06-16, 15:45–16:25 (Europe/London), Salisbury
Earlier this year, my team caused an outage across Europe for a major cloud provider. The incident response taught me a lot about working with cloud data lake systems at massive scale. How do you make these systems performant, resilient, and easy to maintain? And of course, how do you stop them from behaving like a DDOS attack on the cloud provider?
My team allows cybersecurity researchers to find needles in haystacks. We let researchers dynamically hunt for a single IP, a bunch of hashes, particular domains across petabytes of telemetry in thousands of different data lakes.
The root cause of the outage was an overload of the cloud provider’s metadata servers. Since we allow users to make dynamic queries - i.e. run arbitrary SQL across thousands of different data lakes- one query triggers thousands of IAM checks. Consequently, the solution to the outage was to freeze our team’s account.
For us, this meant we had a huge backlog and many anxious users. We now had a big new problem - how to empty the backlog without getting locked out of our account again? We solved this problem; here are the 5 most important things I learnt from doing so.
The Five Lessons (30m, roughly 6m each)
1. How to do effective Root Cause Analysis (RCA)? I found this was mostly a non-technical issue and more of an emotional one! During an outage, I felt that everyone was hurrying to just get the system back online. To figure out the root cause, I felt we had to resist the pressure to slap a bandaid on and persistently dig a little deeper.
2. Build software with the expectation that things will go wrong. But how do you actually do that on a dynamic, distributed query system? It’s a lot more complex than just returning a status code from an API. There are many different components, everything is asynchronous, and users depend on all of it.
3. How do you create a good user experience? From a user’s point of view, they just want to get the answer to their query as fast as possible. They do not care how much data they are querying or how complicated your fancy distributed system is, nor should they. However, typically we don’t design huge distributed query systems from a UX point of view - we only think about the backend!
4. Eliminate room for user error. Our users often write complex SQL and if they make a mistake, it takes ages for us to debug it. Imagine finding one bracket in the wrong place in 100 lines of SQL - it is slow! How can you find ways to let users write dynamic queries but with less user error?
5. Monitoring a crucial system with many different components is not the same as monitoring a system with one/two components. More components means things break in more places, which means more alerts and that means more noise. So how do you pick the metrics you actually need to pay attention to?
Conclusion (5m)
A theme that runs through these five lessons is that communication can be more important than technical detail. Even RCA turned out to be more about team communication dynamics than technical acumen! I think we often discount this when we consider what makes a good software engineer.
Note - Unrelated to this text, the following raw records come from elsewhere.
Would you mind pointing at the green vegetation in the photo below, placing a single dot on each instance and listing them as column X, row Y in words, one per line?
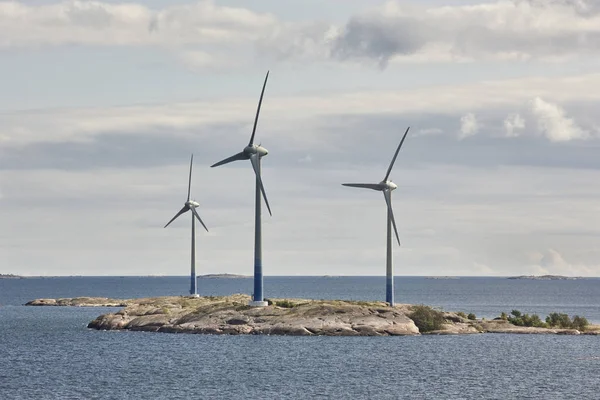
column 554, row 320
column 285, row 304
column 563, row 321
column 426, row 318
column 519, row 319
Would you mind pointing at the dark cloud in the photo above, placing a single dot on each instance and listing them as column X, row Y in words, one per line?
column 470, row 32
column 379, row 38
column 343, row 141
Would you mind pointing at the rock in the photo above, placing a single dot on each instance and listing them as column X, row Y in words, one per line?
column 231, row 315
column 238, row 321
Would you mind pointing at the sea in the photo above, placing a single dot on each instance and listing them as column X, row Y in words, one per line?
column 48, row 352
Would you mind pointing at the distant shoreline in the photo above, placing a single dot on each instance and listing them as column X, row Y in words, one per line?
column 11, row 276
column 228, row 276
column 546, row 277
column 231, row 315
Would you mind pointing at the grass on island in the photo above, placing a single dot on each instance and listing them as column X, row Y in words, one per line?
column 554, row 320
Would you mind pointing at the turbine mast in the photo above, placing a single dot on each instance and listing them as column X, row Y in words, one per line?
column 389, row 266
column 258, row 299
column 193, row 289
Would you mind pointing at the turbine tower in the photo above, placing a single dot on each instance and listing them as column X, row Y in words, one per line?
column 190, row 205
column 386, row 186
column 254, row 153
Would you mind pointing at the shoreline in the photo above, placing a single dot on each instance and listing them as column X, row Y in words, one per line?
column 290, row 317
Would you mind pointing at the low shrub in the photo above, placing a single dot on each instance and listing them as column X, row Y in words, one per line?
column 519, row 319
column 426, row 318
column 558, row 320
column 285, row 304
column 579, row 323
column 554, row 320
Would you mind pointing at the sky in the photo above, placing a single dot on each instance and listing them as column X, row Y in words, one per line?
column 103, row 102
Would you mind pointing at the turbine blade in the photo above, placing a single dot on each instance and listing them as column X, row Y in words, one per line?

You learn by breaking things and putting them back together. But typically you don’t break a huge system that tons of people depend on for urgent work. I learnt so much from this experience that it made me want to break similar other systems just to figure out how to put them back together. Obviously, you can’t really do that - but you can pretend! Next time I build something, I will definitely ask more questions like “What happens if this goes down for 2 weeks because of something that is 100% out of our control?”.
Previous knowledge expected
Alexander is a software engineer working in cybersecurity at Palo Alto Networks. He first got into coding because he speaks Russian and wanted to automate reading endless Russian disinformation.
He cares about digital rights, inclusion in tech, writing safe code and contributing to the open source community.
When he isn't coding, he likes to drink at least 5 coffees a day and play basketball.